Im vergangenen Jahr sorgten sie mit einem Konzert im Miami Dade County Auditorium für Furore. 300 – 500 Exilkubaner hatten im Vorfeld jenes 18. 9. 2014 noch versucht, die Veranstaltung zu kippen. Auf einem nicht ganz unwitzigen Transparent stand zu lesen: »Vayan a cantarle a Fidel« (»Haut doch ab und singt Fidel was vor !«) Das bezog sich darauf, dass nur einen Monat vorher»Buena Fe« dem Comandante en Jefe ein Geburtstagsständchen gebracht hatte. Die Demonstranten beriefen sich auf Torricelli und auf Helms-Burton, um ein Auftrittsverbot zu erwirken, aber das Event fand statt und es war mit über tausend Besuchern fast ausverkauft. Die Leute sollen übrigens kräftig mitgesungen haben. Ob sie dies allerdings auch bei »Cuba va«, einem patriotischen, revolutionären Trova-Lied taten, das Israel und Co. die Eier hatten anzustimmen, ist nicht überliefert.

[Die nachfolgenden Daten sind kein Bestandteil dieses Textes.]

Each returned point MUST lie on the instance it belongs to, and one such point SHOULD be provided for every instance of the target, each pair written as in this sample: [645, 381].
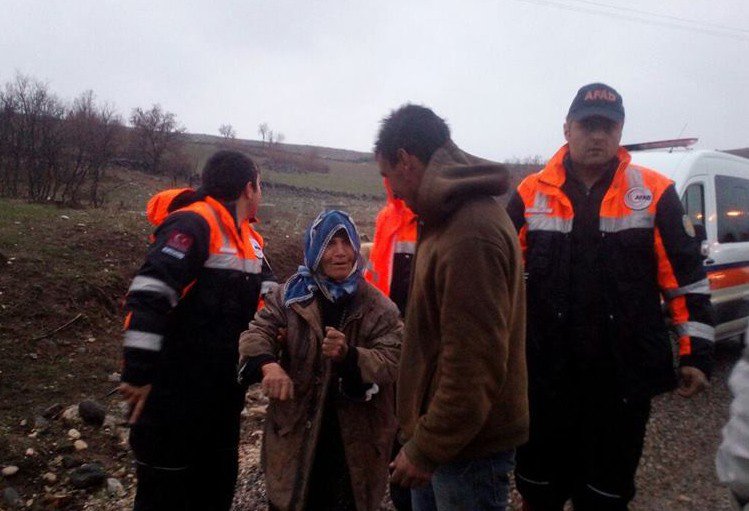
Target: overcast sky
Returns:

Das Konzert am 1. August. Wie das war? Es war wie immer: wunderbar! Die Zahnspangenträger von 2003 waren ungefähr 12 Jahre älter geworden und hatten ihren eigenen Nachwuchs mitgebracht. »Buena Fe« sind zwar noch nicht ganz so weit wie die Rolling Stones, bei deren Auftritten Omas und Opas gemeinsam mit ihren Enkeln auf und ab hüpfen, aber auf dem besten Wege dorthin.